Hellsehender Langschläfer

Forschungsprojekt: Reproduktionsdynamik des Siebenschläfers

Keine Wetterpropheten: die Siebenschläfer


Der Siebenschläfer ist vor allem aufgrund seines starken Rückgangs in den nördlichen Bundesländern vom Aussterben bedroht. Hauptgrund hierfür ist das Fehlen intakter Mischwälder mit alten und toten Bäumen. Diese bieten dem nachtaktiven Siebenschläfer Futter und Naturhöhlen sowohl für die Jungenaufzucht als auch als Schlafgelegenheit während des Tages. Da das Überleben des Siebenschläfers vom Vorkommen intakter Mischwälder abhängt, eignet er sich als Zeigerart für diesen Lebensraum.

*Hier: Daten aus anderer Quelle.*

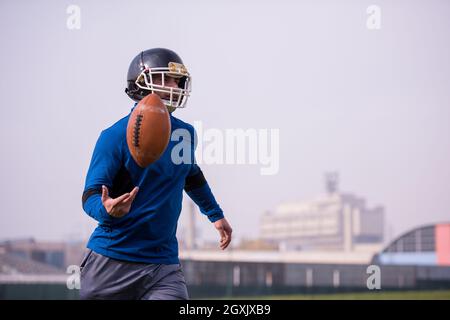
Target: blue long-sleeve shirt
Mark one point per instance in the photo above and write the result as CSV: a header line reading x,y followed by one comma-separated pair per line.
x,y
147,233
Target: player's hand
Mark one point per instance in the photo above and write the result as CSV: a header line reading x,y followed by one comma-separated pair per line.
x,y
119,206
225,231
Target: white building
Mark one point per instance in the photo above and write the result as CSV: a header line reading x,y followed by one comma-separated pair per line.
x,y
333,221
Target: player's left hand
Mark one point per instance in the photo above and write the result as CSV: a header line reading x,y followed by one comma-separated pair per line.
x,y
225,231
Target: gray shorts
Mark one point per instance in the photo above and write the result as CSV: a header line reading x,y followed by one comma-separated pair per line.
x,y
106,278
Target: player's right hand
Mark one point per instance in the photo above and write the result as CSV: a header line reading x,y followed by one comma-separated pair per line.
x,y
119,206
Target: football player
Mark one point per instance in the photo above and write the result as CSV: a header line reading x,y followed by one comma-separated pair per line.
x,y
133,252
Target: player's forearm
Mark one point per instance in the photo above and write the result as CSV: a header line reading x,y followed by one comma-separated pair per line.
x,y
93,206
203,197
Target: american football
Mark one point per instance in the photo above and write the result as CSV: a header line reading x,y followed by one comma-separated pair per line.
x,y
148,130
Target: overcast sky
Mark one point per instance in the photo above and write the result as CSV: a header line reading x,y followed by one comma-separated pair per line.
x,y
370,104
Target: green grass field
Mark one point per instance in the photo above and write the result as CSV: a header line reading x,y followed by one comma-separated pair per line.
x,y
379,295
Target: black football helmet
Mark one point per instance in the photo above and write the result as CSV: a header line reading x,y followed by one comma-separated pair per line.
x,y
163,62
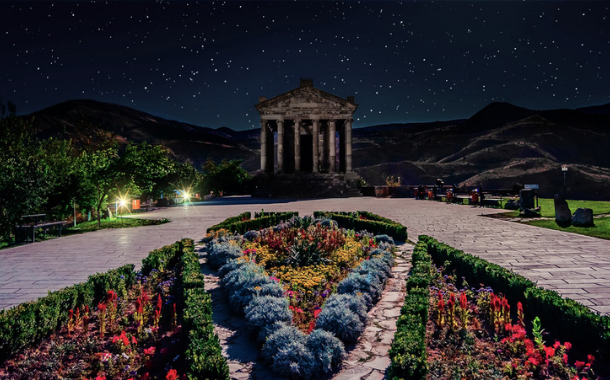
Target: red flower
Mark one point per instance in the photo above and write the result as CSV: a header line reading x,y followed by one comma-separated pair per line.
x,y
159,303
441,305
533,360
463,301
172,374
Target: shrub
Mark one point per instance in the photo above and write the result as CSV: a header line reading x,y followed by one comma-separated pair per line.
x,y
327,350
408,350
266,310
384,239
356,283
220,253
354,303
342,322
280,338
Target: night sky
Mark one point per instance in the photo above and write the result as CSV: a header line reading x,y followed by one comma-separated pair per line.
x,y
206,63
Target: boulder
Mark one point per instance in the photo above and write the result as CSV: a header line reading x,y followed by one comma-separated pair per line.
x,y
583,217
526,199
563,216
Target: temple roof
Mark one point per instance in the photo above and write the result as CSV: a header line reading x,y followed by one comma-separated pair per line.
x,y
307,101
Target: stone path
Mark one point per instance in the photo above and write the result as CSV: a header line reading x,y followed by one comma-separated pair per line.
x,y
368,359
574,265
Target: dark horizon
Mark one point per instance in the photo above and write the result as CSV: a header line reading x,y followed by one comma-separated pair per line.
x,y
206,63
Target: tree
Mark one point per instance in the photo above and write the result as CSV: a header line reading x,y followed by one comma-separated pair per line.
x,y
228,177
22,188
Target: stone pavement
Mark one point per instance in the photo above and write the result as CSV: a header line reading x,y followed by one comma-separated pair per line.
x,y
368,359
575,266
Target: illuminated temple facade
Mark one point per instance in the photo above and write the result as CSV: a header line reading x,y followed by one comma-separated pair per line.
x,y
306,144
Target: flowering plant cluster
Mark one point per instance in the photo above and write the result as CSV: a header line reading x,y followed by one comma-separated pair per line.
x,y
471,332
305,287
131,337
308,263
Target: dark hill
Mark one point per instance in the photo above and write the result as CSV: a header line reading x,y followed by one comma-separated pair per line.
x,y
499,146
185,141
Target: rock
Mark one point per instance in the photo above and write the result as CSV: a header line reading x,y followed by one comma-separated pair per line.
x,y
526,199
563,216
583,217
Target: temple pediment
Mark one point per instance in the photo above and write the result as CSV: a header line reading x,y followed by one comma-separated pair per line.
x,y
306,100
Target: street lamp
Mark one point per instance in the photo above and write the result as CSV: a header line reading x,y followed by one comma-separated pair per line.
x,y
564,169
121,205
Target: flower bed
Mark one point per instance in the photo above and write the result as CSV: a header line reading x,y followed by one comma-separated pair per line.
x,y
562,316
305,288
132,332
471,333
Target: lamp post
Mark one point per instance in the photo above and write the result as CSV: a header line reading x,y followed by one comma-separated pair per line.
x,y
564,169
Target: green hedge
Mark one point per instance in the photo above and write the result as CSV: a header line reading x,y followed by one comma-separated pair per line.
x,y
373,223
408,351
203,355
574,321
254,224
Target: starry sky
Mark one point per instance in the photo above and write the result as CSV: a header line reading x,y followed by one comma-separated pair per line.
x,y
207,62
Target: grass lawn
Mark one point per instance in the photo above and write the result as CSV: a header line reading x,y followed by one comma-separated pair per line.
x,y
601,229
547,207
92,226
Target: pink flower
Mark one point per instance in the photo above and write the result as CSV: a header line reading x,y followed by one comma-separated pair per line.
x,y
172,374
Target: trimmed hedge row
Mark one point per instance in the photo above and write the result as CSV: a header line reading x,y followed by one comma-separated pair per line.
x,y
203,355
379,226
234,219
576,322
29,322
408,351
254,224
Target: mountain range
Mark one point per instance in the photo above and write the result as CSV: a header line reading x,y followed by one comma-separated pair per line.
x,y
498,147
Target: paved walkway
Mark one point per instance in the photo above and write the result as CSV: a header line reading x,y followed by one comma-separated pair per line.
x,y
576,266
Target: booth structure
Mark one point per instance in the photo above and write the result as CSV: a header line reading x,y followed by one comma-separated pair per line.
x,y
306,144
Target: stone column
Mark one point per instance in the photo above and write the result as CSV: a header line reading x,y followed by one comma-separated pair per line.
x,y
263,145
315,143
297,145
280,146
348,145
332,146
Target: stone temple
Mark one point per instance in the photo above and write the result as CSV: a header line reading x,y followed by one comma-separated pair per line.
x,y
306,144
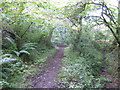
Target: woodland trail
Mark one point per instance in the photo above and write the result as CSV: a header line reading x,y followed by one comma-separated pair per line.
x,y
46,78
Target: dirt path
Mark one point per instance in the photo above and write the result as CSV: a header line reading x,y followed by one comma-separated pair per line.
x,y
46,78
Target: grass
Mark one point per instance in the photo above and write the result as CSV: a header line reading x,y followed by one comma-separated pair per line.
x,y
22,70
76,72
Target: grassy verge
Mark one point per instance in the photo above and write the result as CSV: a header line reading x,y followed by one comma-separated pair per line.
x,y
21,70
76,72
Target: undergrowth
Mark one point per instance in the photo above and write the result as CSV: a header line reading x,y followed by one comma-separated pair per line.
x,y
19,70
77,72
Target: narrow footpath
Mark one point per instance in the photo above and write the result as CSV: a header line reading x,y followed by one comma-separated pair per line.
x,y
46,78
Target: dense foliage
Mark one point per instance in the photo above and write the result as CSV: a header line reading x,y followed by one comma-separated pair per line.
x,y
90,29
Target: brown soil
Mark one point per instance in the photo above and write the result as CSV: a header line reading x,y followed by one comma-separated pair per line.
x,y
46,78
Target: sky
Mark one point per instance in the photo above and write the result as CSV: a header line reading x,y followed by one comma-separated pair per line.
x,y
62,3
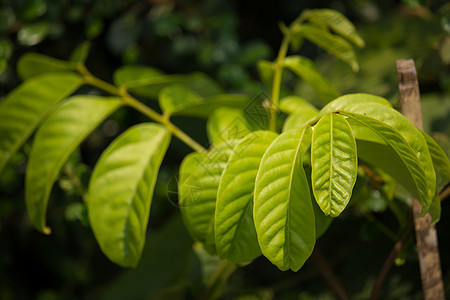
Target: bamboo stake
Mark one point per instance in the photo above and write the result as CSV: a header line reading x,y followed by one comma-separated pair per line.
x,y
426,237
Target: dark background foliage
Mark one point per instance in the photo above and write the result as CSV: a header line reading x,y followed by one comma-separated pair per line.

In Süddeutschland ist der Siebenschläfer glücklicherweise noch relativ häufig. Dort erforscht Dr. Joanna Fietz von der Universität Ulm, Institut für Experimentelle Ökologie der Tiere, die außergewöhnliche Lebensweise und Fortpflanzungsbiologie des Siebenschläfers. Anhand der gewonnenen Erkenntnisse sollen Konzepte erarbeitet werden, die dazu beitragen können, den Fortbestand des Nagers auch in Norddeutschland zu sichern.

In der Studie von Dr. Fietz wurde die Reproduktionsbiologie des Siebenschläfers untersucht. Im Mittelpunkt des Interesses standen extreme Schwankungen der Geburtenrate, bis hin zu Jahren, in denen überregional überhaupt keine Siebenschläfer geboren wurden. Vorhergehende Untersuchungen hatten gezeigt, dass die Anzahl des Nachwuchses im Zusammenhang mit der Fülle der Bucheckern steht. Je reicher die Buchen Früchte tragen, desto mehr Siebenschläferjunge kommen zur Welt. Da die Siebenschläfer sich aber fortpflanzen, bevor die Buchen Früchte tragen, stellt sich die Frage, wie sie ihre Reproduktion an das zukünftige Nahrungsangebot anpassen. 

Dr. Fietz untersuchte nun, wie es dem Siebenschläfer gelingt, sein Reproduktionsverhalten auf die zukünftige Buchenmast abzustimmen. Weiter erforschte sie, ob hierfür nur die Männchen oder beide Geschlechter verantwortlich sind und welchen Einfluss das Reproduktionsverhalten auf die individuelle Fitness der Siebenschläfer hat.

Die Forschung von Dr. Fietz wurde von der Deutschen Wildtier Stiftung 2005 mit dem Forschungspreis ausgezeichnet. Mit diesem bis zu 50.000 Euro dotierten Preis unterstützt die Deutsche Wildtier Stiftung herausragende Nachwuchswissenschaftler. Durch den Forschungspreis möchte die Deutsche Wildtier Stiftung dazu beitragen, das Wissen über einheimische Wildtiere und ihre Lebensräume zu erweitern.